The Analogues' FOH engineer Remko Luijten and monitor engineer Ger Arts are both using SSL Live L500 consoles, supplied by Dutch rental company Peak Audio.
The Analogues' aim is to recreate the last six studio albums of The Beatles using the same instruments, amplifiers and arrangements, complete with strings and horns - all played live.
They've already managed to track down and restore period instruments from all over the world, such as a rare Lowrey Heritage Deluxe Organ, as used on the introduction to Lucy In The Sky With Diamonds.
To date, the band have performed Sgt. Pepper's Lonely Hearts Club Band and Magical Mystery Tour and will start touring The White Album from January 2018.
They recently celebrated the 50th anniversary of the release of Sgt. Pepper with a sold-out show at the 17,000-seat Amsterdam Ziggo Dome.
The event saw complete performances of both Sgt Pepper and Magical Mystery Tour, with an additional SSL L500 - operated by Sydney van Gastel deployed to accomodate a range of special guest performers on the night.
"The Beatles never had to play these songs live and so had far fewer problems with crosstalk or feedback to deal with," said Luijten. "For example, we didn't want any screens on stage, so the drum kit is not isolated. And the strings are right behind it.

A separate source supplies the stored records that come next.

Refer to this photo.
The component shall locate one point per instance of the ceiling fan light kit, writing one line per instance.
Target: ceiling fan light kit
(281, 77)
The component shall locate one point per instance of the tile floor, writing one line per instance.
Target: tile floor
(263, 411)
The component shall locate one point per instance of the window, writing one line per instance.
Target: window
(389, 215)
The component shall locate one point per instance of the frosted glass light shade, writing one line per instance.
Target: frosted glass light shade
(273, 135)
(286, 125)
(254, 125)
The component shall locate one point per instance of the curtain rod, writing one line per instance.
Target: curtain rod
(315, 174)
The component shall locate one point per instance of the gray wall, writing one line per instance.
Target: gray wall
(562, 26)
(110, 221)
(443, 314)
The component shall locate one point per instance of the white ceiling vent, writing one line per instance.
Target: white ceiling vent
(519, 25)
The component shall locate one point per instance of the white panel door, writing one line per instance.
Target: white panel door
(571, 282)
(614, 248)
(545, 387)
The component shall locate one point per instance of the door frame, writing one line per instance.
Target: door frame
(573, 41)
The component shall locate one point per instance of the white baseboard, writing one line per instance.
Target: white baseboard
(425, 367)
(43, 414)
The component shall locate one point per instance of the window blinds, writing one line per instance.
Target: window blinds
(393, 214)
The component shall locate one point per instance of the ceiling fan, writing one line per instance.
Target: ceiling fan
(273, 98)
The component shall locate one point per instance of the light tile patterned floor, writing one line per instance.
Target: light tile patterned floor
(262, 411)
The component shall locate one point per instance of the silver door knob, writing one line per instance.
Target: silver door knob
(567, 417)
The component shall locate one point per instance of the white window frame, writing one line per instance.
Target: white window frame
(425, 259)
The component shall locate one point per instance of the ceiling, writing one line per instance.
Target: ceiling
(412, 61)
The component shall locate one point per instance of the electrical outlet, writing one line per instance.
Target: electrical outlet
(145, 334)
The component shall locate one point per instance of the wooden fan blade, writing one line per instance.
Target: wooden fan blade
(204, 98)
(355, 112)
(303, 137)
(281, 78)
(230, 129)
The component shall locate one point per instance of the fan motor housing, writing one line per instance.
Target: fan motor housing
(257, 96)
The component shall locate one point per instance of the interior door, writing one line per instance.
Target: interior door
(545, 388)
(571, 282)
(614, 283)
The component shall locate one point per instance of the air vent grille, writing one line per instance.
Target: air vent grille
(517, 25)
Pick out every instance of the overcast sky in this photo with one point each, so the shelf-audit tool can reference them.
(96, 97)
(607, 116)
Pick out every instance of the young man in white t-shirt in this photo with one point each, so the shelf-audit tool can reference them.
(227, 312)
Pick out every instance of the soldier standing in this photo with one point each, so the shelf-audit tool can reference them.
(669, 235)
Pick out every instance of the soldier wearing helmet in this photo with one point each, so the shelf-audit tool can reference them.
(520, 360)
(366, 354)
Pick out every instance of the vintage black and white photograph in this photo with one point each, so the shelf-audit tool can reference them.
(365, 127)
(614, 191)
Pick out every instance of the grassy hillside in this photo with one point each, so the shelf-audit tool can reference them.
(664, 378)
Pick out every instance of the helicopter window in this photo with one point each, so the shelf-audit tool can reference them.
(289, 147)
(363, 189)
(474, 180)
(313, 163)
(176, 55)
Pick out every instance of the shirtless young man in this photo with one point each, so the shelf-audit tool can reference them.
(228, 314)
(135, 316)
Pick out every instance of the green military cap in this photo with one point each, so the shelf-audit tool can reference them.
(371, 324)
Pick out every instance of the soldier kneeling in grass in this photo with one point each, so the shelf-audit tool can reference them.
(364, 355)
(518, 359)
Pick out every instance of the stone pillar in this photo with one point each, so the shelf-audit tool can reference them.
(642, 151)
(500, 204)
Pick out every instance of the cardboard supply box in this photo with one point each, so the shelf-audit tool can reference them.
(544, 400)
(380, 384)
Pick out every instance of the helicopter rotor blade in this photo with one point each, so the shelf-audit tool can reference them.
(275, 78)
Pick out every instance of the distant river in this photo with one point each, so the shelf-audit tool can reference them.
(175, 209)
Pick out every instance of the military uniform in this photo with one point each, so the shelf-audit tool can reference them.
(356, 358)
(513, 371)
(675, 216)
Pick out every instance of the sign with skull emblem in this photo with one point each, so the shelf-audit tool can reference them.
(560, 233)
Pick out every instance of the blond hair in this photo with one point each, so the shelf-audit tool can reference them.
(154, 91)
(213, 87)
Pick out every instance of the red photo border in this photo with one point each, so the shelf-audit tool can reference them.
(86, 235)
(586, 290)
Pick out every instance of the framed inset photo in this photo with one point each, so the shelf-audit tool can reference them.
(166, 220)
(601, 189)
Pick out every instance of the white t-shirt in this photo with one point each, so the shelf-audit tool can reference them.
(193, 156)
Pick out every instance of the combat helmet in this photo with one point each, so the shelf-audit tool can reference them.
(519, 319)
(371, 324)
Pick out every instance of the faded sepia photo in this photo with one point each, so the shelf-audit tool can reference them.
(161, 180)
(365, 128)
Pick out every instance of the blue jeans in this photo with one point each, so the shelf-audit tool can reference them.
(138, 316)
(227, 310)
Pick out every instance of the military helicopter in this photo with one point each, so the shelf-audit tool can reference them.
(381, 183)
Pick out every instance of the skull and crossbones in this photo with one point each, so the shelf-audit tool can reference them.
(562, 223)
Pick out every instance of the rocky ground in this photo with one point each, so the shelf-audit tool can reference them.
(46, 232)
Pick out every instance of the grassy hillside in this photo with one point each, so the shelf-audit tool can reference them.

"Even this was not an insurmountable problem for the team. They settled on a piezoelectric contact element and microphone combination, using the piezo for the bulk of the sound with the microphone signal blended in. Even only two meters behind a drum kit, it works, which is nice"
The main thing about the SSL Live L500 is obviously the sound
- Remko Luijten
The Analogue's extensive instrument collection and additional ensemble members mean that the input count for any normal show uses four 32-input SSL SuperAnalogue Stageracks, while the Ziggodome special added another rack to accommodate guests and additional ensemble.
"Normally we have around 100 to 110 inputs," said Luijten. "There are a lot of vocal positions for each musician, a lot of instruments that are only used for one song, and of course we have an orchestra and the percussionist.
"For every vocal I have a four-band dynamic EQ. Those old mics are really sensitive to the proximity effect, so the SSL dynamic EQ kicks in when needed and does a great job.
"One of the main effects I use is the SSL Tape Delay of course. I have it set up on a macro key so I can bring it up on screen with one button press and easily edit it."
Luijten says that he trialled a few different consoles, spending a day with each one, but chose the SSL Live L500 in the end.
"The main thing about this console is obviously the sound," he said. "They were all good, but this one really stood out - and that's the most important thing for us."